Let $i$ be the imaginary unit.
Then:
- $\sech \paren {a + b i} = \dfrac {\cosh a \cos b - i \sinh a \sin b} {\cosh^2 a \cos^2 b + \sinh^2 a \sin^2 b}$
where:
- $\sech$ denotes the hyperbolic secant function.

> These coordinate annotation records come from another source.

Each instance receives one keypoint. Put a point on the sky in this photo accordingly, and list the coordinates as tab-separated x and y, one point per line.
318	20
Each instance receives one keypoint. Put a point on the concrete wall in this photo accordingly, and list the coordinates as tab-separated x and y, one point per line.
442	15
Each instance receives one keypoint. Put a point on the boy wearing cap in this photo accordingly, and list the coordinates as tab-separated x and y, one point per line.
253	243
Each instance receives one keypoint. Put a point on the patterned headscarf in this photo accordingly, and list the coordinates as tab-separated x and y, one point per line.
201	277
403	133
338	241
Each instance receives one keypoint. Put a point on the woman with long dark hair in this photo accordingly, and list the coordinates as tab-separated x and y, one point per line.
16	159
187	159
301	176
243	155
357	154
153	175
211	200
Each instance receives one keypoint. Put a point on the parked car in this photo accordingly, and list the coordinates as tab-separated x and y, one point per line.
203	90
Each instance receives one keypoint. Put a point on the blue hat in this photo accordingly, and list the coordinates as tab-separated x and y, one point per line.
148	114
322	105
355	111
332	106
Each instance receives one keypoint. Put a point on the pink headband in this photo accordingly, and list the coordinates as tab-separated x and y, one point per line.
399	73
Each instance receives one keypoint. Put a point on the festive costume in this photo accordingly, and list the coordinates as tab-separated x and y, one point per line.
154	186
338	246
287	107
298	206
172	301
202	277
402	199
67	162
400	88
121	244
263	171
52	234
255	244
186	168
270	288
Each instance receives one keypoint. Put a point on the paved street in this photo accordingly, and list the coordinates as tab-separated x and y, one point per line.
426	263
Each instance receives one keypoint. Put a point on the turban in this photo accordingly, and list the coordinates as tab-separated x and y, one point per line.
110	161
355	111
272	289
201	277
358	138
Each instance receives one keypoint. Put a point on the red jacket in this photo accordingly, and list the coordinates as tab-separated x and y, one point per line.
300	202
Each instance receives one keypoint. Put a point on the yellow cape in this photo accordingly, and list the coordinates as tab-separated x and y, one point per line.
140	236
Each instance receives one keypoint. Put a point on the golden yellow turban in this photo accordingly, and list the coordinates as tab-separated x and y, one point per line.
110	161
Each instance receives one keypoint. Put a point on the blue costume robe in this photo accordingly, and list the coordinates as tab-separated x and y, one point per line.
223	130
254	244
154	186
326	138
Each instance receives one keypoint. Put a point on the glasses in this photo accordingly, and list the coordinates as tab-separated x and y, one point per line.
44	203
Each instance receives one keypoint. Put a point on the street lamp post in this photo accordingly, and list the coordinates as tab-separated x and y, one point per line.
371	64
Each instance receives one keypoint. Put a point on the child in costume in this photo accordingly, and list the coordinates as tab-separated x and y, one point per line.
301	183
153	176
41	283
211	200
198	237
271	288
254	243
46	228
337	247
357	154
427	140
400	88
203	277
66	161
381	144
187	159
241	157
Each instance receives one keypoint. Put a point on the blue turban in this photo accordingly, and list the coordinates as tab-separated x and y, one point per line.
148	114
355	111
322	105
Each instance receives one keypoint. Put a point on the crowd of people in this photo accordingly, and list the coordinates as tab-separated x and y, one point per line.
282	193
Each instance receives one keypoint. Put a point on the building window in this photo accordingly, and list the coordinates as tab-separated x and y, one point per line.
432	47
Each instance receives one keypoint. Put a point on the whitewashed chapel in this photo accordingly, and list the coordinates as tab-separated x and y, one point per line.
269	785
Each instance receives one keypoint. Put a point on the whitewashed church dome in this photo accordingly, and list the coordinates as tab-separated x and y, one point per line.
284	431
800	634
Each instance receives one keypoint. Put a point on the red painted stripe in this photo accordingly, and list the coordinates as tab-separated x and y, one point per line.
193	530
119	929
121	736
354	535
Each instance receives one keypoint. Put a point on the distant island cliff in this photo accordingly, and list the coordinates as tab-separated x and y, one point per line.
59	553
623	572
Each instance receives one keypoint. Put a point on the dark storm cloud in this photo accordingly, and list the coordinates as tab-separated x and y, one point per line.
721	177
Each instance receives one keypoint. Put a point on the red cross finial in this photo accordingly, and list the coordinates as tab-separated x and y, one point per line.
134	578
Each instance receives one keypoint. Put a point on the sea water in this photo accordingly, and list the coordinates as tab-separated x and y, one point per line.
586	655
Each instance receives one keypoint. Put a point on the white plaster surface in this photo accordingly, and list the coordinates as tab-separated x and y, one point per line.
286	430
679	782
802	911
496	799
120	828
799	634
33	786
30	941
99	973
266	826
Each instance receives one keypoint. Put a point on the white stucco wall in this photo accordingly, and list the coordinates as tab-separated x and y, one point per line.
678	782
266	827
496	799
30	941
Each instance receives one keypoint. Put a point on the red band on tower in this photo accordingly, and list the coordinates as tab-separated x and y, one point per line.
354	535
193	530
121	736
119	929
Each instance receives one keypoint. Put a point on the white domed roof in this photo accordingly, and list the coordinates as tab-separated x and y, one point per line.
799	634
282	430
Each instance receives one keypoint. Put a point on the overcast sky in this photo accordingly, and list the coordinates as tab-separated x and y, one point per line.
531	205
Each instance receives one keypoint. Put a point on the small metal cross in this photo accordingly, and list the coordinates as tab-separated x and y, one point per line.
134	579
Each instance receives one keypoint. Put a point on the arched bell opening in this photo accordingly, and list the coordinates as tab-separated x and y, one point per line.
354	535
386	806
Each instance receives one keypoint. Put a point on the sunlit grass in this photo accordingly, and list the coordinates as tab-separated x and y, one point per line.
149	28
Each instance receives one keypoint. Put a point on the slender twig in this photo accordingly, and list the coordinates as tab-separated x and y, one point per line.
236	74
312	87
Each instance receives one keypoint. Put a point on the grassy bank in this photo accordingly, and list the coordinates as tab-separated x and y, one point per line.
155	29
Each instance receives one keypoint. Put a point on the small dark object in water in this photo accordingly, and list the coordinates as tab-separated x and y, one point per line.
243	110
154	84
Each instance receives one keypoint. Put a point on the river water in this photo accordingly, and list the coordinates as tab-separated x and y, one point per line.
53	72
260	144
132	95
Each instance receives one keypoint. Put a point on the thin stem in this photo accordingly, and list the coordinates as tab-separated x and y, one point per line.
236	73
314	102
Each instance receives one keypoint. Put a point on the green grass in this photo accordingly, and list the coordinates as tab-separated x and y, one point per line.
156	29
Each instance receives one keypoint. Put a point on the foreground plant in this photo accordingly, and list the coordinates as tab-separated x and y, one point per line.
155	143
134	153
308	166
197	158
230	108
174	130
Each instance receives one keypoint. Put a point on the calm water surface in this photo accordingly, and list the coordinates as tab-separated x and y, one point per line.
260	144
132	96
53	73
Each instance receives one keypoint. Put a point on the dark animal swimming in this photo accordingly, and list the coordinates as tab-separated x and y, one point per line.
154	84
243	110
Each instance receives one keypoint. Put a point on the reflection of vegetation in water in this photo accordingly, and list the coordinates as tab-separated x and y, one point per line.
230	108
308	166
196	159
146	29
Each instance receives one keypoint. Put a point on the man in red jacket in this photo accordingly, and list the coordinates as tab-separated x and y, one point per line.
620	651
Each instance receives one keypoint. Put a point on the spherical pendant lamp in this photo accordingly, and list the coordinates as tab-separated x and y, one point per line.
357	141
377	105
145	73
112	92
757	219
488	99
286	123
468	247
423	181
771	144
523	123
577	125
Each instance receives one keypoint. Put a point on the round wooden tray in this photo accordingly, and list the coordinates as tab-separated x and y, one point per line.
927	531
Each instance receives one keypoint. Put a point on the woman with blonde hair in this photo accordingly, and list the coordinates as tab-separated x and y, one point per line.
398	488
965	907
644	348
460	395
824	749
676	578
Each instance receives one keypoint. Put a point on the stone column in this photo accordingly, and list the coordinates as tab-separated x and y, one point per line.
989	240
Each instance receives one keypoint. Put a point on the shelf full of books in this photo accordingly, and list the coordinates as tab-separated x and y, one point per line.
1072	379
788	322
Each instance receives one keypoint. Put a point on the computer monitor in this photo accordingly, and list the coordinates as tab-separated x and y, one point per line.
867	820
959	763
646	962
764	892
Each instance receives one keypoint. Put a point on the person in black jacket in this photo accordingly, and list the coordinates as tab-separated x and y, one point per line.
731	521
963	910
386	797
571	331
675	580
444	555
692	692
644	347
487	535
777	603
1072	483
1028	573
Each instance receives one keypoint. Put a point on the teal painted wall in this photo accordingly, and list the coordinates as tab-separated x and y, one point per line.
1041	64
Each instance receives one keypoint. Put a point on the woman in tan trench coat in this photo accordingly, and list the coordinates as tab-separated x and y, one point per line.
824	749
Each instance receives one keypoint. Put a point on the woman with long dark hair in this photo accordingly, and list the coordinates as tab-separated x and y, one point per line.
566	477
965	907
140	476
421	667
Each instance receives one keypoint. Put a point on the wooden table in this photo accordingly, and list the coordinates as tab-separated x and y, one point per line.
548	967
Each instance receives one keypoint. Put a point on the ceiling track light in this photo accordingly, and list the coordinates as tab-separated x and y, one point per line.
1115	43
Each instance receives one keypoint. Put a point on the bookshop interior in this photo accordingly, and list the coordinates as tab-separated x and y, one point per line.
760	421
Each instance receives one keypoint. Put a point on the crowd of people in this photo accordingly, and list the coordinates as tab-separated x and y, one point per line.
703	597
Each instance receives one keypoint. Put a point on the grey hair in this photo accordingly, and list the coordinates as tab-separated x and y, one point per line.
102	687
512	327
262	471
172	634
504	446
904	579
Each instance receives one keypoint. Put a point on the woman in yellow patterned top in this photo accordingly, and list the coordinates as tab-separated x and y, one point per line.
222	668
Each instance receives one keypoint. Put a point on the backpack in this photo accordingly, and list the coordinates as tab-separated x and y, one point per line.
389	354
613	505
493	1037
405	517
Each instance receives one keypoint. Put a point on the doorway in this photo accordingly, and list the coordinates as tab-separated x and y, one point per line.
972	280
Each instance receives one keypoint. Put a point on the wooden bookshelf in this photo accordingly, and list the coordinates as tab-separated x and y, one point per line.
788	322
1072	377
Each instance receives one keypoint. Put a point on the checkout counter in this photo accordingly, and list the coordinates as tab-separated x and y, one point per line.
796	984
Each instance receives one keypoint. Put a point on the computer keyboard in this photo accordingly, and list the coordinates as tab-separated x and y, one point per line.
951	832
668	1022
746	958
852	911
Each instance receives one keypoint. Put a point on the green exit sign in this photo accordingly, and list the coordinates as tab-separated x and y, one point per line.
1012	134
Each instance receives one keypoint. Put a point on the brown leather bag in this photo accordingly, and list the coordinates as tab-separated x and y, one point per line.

- $\sin$ denotes the real sine function
- $\cos$ denotes the real cosine function
- $\sinh$ denotes the hyperbolic sine function
- $\cosh$ denotes the hyperbolic cosine function
Proof
\(\ds \sech \paren {a + b i}\) | \(=\) | \(\ds \frac 1 {\cosh \paren {a + b i} }\) | Definition of Hyperbolic Secant | |||||||||||
\(\ds \) | \(=\) | \(\ds \dfrac 1 {\cosh a \cos b + i \sinh a \sin b}\) | Hyperbolic Cosine of Complex Number | |||||||||||
\(\ds \) | \(=\) | \(\ds \dfrac {\cosh a \cos b - i \sinh a \sin b} {\paren {\cosh a \cos b + i \sinh a \sin b} \paren {\cosh a \cos b - i \sinh a \sin b} }\) | multiplying denominator and numerator by $\cosh a \cos b - i \sinh a \sin b$ | |||||||||||
\(\ds \) | \(=\) | \(\ds \dfrac {\cosh a \cos b - i \sinh a \sin b} {\cosh^2 a \cos^2 b - i^2 \sinh^2 a \sin^2 b}\) | Difference of Two Squares | |||||||||||
\(\ds \) | \(=\) | \(\ds \dfrac {\cosh a \cos b - i \sinh a \sin b} {\cosh^2 a \cos^2 b + \sinh^2 a \sin^2 b}\) | Definition of Imaginary Unit |
$\blacksquare$